SOUTH KOREA (May 11, 2022)—South Korea has completed development of enhanced radar technology capable of effectively tracking multiple incoming warheads, marking a significant step for Seoul’s indigenous self-defense capabilities.
The Agency for Defense Development (ADD), a government-funded research agency, announced the technology’s completion in a press release on Tuesday.
“ADD has independently developed ‘Warhead Categorization and Radar Resource Management Optimization Technology,’ a core radar technology for detecting and tracking ballistic missiles,” the press release says.
In short, the technology allows South Korea to more reliably track multiple warheads. Conventional radar technology struggles to differentiate between a warhead and the canisters, propellant and other missile debris that fall off during flight.
“The new radar technology is significant because it’s a core technology that’s intertwined with South Korea’s continued progress in Korea Air and Missile Defense (KAMD),” Jo Bee-yun, a researcher at the Korea Institute for Defense Analysis (KIDA), told NK News.
KAMD is South Korea’s prototype indigenous missile defense system.
Although the ADD does not mention North Korea, the agency says the technology is “essential for independent, domestic air defense operations in preparation for the increasing threat of ballistic missiles.”
The announcement also comes just days after a spate of North Korean missile tests, including one suspected submarine-launched ballistic missile (SLBM) from Sinpho and an unknown ballistic missile from Pyongyang’s Sunan area.

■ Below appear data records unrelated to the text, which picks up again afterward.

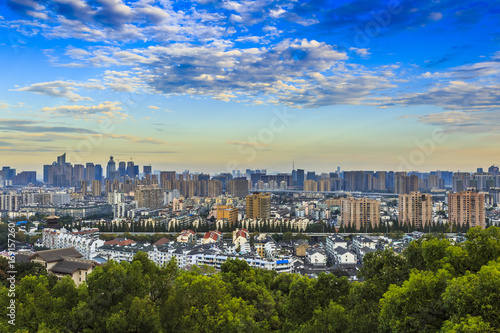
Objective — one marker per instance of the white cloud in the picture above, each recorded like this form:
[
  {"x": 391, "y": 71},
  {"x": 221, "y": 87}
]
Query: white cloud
[
  {"x": 105, "y": 110},
  {"x": 62, "y": 89},
  {"x": 435, "y": 16}
]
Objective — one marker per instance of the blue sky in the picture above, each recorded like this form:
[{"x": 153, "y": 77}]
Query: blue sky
[{"x": 201, "y": 85}]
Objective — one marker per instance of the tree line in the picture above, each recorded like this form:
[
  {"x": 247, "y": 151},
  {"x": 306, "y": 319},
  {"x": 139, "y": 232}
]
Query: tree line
[{"x": 433, "y": 286}]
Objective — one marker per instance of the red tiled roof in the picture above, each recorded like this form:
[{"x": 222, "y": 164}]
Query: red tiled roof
[{"x": 162, "y": 241}]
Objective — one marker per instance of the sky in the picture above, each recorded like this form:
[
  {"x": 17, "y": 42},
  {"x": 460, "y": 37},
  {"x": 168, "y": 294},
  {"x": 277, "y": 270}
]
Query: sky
[{"x": 222, "y": 85}]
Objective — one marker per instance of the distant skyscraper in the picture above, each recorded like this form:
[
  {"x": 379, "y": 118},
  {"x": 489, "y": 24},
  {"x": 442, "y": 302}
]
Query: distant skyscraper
[
  {"x": 89, "y": 172},
  {"x": 258, "y": 206},
  {"x": 130, "y": 170},
  {"x": 149, "y": 196},
  {"x": 111, "y": 167},
  {"x": 310, "y": 185},
  {"x": 238, "y": 187},
  {"x": 98, "y": 172},
  {"x": 61, "y": 160},
  {"x": 96, "y": 188},
  {"x": 415, "y": 209},
  {"x": 300, "y": 177},
  {"x": 122, "y": 167},
  {"x": 493, "y": 170},
  {"x": 467, "y": 208},
  {"x": 461, "y": 181},
  {"x": 78, "y": 172},
  {"x": 360, "y": 212}
]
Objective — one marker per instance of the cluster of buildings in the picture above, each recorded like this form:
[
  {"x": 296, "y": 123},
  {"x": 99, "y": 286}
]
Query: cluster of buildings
[{"x": 183, "y": 200}]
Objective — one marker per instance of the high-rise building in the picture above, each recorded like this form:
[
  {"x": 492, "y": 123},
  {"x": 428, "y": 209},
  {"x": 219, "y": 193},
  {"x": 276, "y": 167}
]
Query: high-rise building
[
  {"x": 89, "y": 172},
  {"x": 400, "y": 182},
  {"x": 237, "y": 187},
  {"x": 415, "y": 209},
  {"x": 493, "y": 170},
  {"x": 258, "y": 206},
  {"x": 467, "y": 208},
  {"x": 122, "y": 167},
  {"x": 78, "y": 173},
  {"x": 166, "y": 176},
  {"x": 461, "y": 181},
  {"x": 214, "y": 188},
  {"x": 25, "y": 178},
  {"x": 325, "y": 185},
  {"x": 310, "y": 185},
  {"x": 149, "y": 196},
  {"x": 96, "y": 188},
  {"x": 228, "y": 212},
  {"x": 83, "y": 187},
  {"x": 61, "y": 160},
  {"x": 360, "y": 212},
  {"x": 98, "y": 172},
  {"x": 130, "y": 169},
  {"x": 300, "y": 177},
  {"x": 110, "y": 168},
  {"x": 379, "y": 181}
]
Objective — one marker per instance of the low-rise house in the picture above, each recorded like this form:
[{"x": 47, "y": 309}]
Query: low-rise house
[
  {"x": 162, "y": 241},
  {"x": 316, "y": 257},
  {"x": 360, "y": 242},
  {"x": 65, "y": 262},
  {"x": 334, "y": 241},
  {"x": 212, "y": 237},
  {"x": 186, "y": 236},
  {"x": 77, "y": 269},
  {"x": 122, "y": 252},
  {"x": 343, "y": 256},
  {"x": 301, "y": 248},
  {"x": 240, "y": 237},
  {"x": 119, "y": 241},
  {"x": 363, "y": 251}
]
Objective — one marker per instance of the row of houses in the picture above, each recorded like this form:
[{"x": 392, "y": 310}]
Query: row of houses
[
  {"x": 342, "y": 252},
  {"x": 85, "y": 242},
  {"x": 212, "y": 255},
  {"x": 61, "y": 263}
]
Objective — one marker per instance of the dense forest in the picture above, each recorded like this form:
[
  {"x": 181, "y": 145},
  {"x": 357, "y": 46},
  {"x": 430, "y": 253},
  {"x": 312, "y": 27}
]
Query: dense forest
[{"x": 435, "y": 286}]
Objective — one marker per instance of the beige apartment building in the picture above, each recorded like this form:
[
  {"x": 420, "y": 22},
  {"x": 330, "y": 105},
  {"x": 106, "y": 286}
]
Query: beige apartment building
[
  {"x": 360, "y": 212},
  {"x": 149, "y": 196},
  {"x": 310, "y": 185},
  {"x": 96, "y": 188},
  {"x": 228, "y": 212},
  {"x": 258, "y": 206},
  {"x": 467, "y": 207},
  {"x": 415, "y": 209}
]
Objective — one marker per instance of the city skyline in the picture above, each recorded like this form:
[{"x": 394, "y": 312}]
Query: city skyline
[
  {"x": 218, "y": 86},
  {"x": 156, "y": 169}
]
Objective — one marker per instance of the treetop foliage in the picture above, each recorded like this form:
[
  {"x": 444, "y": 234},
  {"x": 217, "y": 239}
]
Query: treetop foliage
[{"x": 434, "y": 286}]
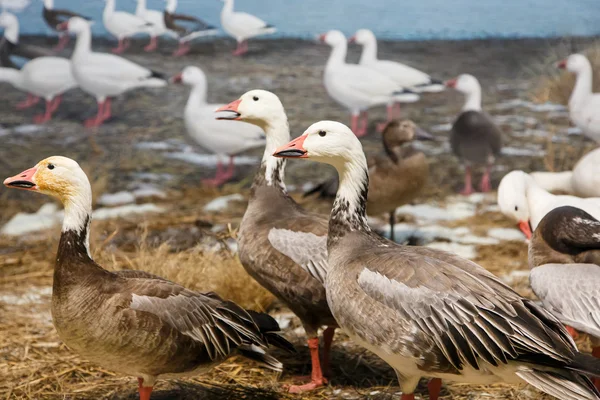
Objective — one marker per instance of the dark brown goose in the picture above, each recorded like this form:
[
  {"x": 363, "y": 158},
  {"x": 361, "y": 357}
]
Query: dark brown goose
[
  {"x": 272, "y": 221},
  {"x": 130, "y": 321},
  {"x": 474, "y": 137},
  {"x": 426, "y": 312},
  {"x": 396, "y": 178}
]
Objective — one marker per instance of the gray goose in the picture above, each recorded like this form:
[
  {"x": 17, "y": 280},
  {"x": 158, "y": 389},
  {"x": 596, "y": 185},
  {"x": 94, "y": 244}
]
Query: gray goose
[
  {"x": 474, "y": 137},
  {"x": 564, "y": 257},
  {"x": 394, "y": 179},
  {"x": 272, "y": 221},
  {"x": 133, "y": 322},
  {"x": 427, "y": 312}
]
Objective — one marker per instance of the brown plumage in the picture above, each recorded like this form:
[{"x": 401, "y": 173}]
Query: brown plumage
[{"x": 133, "y": 322}]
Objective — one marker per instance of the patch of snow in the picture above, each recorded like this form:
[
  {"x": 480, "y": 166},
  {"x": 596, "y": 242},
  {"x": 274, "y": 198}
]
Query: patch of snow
[{"x": 221, "y": 203}]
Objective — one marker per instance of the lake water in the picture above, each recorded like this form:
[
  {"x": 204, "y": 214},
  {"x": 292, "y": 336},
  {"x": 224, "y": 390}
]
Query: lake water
[{"x": 392, "y": 19}]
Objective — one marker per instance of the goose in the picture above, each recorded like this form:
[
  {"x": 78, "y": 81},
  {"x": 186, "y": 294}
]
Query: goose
[
  {"x": 427, "y": 312},
  {"x": 123, "y": 25},
  {"x": 223, "y": 138},
  {"x": 395, "y": 179},
  {"x": 54, "y": 17},
  {"x": 10, "y": 44},
  {"x": 582, "y": 181},
  {"x": 357, "y": 87},
  {"x": 133, "y": 322},
  {"x": 523, "y": 200},
  {"x": 188, "y": 29},
  {"x": 474, "y": 137},
  {"x": 104, "y": 75},
  {"x": 402, "y": 74},
  {"x": 46, "y": 77},
  {"x": 583, "y": 104},
  {"x": 242, "y": 26},
  {"x": 271, "y": 219},
  {"x": 564, "y": 258}
]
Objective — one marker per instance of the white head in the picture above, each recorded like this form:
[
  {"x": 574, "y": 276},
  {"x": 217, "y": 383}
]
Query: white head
[
  {"x": 575, "y": 63},
  {"x": 512, "y": 199}
]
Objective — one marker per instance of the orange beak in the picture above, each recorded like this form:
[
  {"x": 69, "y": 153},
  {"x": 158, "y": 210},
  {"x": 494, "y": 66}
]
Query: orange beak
[
  {"x": 294, "y": 149},
  {"x": 451, "y": 83},
  {"x": 525, "y": 228},
  {"x": 24, "y": 180},
  {"x": 231, "y": 109}
]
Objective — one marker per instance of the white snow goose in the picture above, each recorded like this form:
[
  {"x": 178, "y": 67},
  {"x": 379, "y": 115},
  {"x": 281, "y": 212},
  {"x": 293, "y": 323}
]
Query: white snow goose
[
  {"x": 272, "y": 221},
  {"x": 242, "y": 26},
  {"x": 357, "y": 87},
  {"x": 104, "y": 75},
  {"x": 523, "y": 200},
  {"x": 582, "y": 181},
  {"x": 426, "y": 312},
  {"x": 55, "y": 17},
  {"x": 185, "y": 27},
  {"x": 402, "y": 74},
  {"x": 123, "y": 25},
  {"x": 133, "y": 322},
  {"x": 564, "y": 257},
  {"x": 223, "y": 138},
  {"x": 474, "y": 137},
  {"x": 583, "y": 104}
]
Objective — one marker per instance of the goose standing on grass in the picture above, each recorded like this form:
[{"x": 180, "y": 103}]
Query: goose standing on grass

A conceptual diagram of long-range radar operations in South Korea | Image: Defense Acquisition Program Administration
Development began in 2018 under the Moon Jae-in administration as part of an initiative by the Defense Acquisition Program Administration, ADD’s parent agency. “Today’s advancement has been the product of homegrown efforts and devoid of foreign technology transfers,” ADD added.
The advancement in South Korea’s indigenous defense capabilities was announced the same day that hawkish President Yoon Suk-yeol took office.

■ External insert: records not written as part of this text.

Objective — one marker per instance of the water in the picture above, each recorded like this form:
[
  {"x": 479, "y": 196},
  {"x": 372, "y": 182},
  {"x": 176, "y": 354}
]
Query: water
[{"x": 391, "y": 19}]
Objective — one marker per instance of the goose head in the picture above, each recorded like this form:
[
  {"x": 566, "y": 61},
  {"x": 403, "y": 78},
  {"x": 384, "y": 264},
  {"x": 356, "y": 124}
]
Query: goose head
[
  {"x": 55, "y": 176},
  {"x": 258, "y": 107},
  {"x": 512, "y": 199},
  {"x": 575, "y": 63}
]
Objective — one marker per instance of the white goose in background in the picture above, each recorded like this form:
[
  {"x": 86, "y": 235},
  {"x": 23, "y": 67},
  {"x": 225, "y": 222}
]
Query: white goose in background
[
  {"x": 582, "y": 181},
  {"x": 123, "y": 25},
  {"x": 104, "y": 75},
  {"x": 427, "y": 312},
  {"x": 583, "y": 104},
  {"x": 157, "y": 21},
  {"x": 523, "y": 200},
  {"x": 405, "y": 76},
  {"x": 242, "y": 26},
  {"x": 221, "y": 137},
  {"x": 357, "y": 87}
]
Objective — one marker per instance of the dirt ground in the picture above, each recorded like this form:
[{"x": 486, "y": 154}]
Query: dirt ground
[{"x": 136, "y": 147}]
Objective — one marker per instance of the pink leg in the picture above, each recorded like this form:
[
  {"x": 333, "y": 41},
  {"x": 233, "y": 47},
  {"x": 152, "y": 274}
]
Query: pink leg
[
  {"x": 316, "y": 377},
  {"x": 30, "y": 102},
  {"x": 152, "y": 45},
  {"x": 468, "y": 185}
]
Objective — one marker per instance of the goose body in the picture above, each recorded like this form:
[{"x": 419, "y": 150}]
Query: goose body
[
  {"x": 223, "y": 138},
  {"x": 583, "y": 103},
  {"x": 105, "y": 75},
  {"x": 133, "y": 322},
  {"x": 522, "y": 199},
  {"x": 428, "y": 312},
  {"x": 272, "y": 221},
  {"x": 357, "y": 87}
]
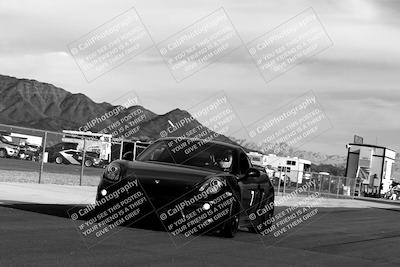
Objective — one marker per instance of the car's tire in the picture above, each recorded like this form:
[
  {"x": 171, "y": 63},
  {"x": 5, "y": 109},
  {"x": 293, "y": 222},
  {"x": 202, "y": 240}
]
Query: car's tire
[
  {"x": 88, "y": 163},
  {"x": 58, "y": 160},
  {"x": 231, "y": 226},
  {"x": 3, "y": 153},
  {"x": 265, "y": 217}
]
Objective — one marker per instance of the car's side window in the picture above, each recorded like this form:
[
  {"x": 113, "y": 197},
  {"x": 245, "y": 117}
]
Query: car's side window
[{"x": 244, "y": 163}]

“As missile threats diversify in quantity, ranges and types, the new technology signifies South Korea’s accomplishments and recognition of the changing threat environment,” Jo of KIDA said.
The new radar technology marks a significant improvement in KAMD. Much of the country’s missile defense capabilities still rely on sensitive U.S. military technology — much of which Washington is hesitant to share, even with Seoul — such as Aegis-equipped ships and Patriot missile systems.